A metodologia emprega veículos equipados com câmeras de alta resolução, que percorrem os trechos rodoviários captando imagens. Esses registros são processados por um software capaz de identificar e classificar defeitos no pavimento, na sinalização, na drenagem e em outros elementos viários. Os dados geram arquivos georreferenciados, utilizados para subsidiar decisões relacionadas à manutenção, segurança viária e gestão do pavimento.
Diante dos resultados positivos, o DER-MG avalia expandir o uso da tecnologia para rodovias não pavimentadas em uma próxima fase, o que poderá beneficiar mais de 6 mil quilômetros de estradas desse tipo.
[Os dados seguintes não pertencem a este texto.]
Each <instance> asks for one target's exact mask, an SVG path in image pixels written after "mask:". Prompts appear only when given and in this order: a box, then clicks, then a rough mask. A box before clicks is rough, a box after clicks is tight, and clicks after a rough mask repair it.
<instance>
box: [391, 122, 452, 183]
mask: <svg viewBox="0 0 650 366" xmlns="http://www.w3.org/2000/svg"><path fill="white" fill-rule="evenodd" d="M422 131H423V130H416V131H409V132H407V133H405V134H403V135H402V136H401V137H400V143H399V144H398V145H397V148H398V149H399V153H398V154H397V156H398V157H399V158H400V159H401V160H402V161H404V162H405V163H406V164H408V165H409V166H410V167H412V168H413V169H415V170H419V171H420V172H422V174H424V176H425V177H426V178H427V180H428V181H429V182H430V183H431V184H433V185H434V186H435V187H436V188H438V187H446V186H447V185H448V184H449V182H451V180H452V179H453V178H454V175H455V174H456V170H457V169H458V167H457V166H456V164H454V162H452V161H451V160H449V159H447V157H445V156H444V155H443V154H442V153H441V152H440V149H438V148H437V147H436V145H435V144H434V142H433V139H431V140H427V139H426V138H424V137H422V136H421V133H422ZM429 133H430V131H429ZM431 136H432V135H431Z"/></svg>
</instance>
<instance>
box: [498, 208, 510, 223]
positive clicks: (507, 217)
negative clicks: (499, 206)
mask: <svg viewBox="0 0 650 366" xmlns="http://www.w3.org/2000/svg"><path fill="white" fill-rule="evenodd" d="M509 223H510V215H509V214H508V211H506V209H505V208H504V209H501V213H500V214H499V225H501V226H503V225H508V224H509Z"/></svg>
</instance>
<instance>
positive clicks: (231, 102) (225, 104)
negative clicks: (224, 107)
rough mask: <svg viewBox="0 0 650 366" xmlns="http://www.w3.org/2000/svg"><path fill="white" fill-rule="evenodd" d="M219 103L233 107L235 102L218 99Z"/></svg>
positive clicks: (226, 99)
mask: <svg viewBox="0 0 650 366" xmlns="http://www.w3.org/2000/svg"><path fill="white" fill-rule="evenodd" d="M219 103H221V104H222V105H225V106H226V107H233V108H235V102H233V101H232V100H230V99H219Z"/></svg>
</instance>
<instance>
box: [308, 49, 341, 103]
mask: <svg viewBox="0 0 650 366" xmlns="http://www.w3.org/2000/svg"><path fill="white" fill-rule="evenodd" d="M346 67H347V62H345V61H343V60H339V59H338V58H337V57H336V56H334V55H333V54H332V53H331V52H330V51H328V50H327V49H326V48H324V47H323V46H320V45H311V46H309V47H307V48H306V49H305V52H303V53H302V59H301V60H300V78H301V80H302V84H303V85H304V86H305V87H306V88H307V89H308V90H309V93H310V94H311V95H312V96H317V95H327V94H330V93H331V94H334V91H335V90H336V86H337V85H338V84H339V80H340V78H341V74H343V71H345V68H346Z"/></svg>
Segundo o chefe da Assessoria de Gestão Estratégica do DER-MG, Rodrigo Colares, a queda no número de buracos ao longo do segundo semestre de 2025 evidencia a eficácia da ferramenta, que contribui para melhorar a execução dos contratos de manutenção e a aplicação dos recursos públicos. Ele destaca ainda o uso do ICM e de informações geradas por aplicativos como o Waze, que auxiliam na identificação em tempo real de alagamentos, congestionamentos, acidentes e falhas na pista.
Para Lucas Teixeira, executivo de Negócios da Codex, empresa responsável pelo sistema de monitoramento dos dados, o uso de tecnologia avançada permite identificar problemas de forma antecipada e qualificar o planejamento das ações. Segundo ele, a transformação de grandes volumes de dados em informação estratégica possibilita decisões mais ágeis e eficientes, resultando em melhorias contínuas na gestão da malha rodoviária mineira.